Reflecting on 18 months of fatherhood.

The expected and unexpected of parenting.

Isaac and Omri Saul at Father's Day brunch | Photo: Isaac Saul
Isaac and Omri Saul at Father's Day brunch | Photo: Isaac Saul

When my son was around six months old, I realized everything had changed.

I don’t mean the day-to-day life changes; those were immediate and unavoidable after he was born. Sleep comes less frequently, travel is a little more complicated, a million little tasks abound, and on and on and on. Your slice of the pie is just way smaller, my cousin once told me about having kids, which is a really nice way to put it. I’d add that the pie tastes better and is much bigger, even if your piece is still smaller. That part, too, is immediate.

At around six months, though, my son went from being (essentially) a fetus outside the womb to a little tiny person who seemed to respond to input, who could smile, laugh, eat, and show signs of independence.

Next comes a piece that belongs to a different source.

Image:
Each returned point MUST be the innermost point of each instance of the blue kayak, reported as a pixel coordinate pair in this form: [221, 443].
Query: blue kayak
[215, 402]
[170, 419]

Some writers have described the first few months of parenthood as the “fourth trimester,” which, in my experience, is the right framework. 

When my wife was six weeks pregnant and I was looking at my child on an ultrasound and the little burst of light that was his beating heart, I really already felt like a dad — was already projecting personality and consciousness onto that image — and so it feels odd to say that my son was anything other than a baby when he was born. But the difference between a two-week-old baby and a six-month-old baby is almost as large as the difference between a two-year-old and a teenager. The gap really is that wide, proportionally, in terms of what they are capable of and how much you feel like they are observing and noticing you.

Now my son is one and a half years old, and I’ve decided that I’m going to start using Father’s Day every year to reflect on him and my life as a parent. I know this is a politics newsletter, but 1) We can always use the occasional break from the news, 2) You have all (graciously) seemed to appreciate these personal posts in the past, and 3) I actually think the experience of raising children is a pretty big piece of any society, and understanding what it’s like can help inform understandings of policy and politics. Also, while most of my personal life may be boring to readers, I think this part is actually pretty interesting. 

I’ll also admit to a selfish reason. When I go back and read my first post reflecting on six weeks of fatherhood and my wife giving birth, I am flooded with a bunch of memories that are already fading, which makes me want to write more about what’s happening now, so I always have some reference point to return to. With some good fortune and the grace of God, when my son is 20, maybe I’ll be able to read one of the 20 or so Father’s Day posts and remember what all of this was really like.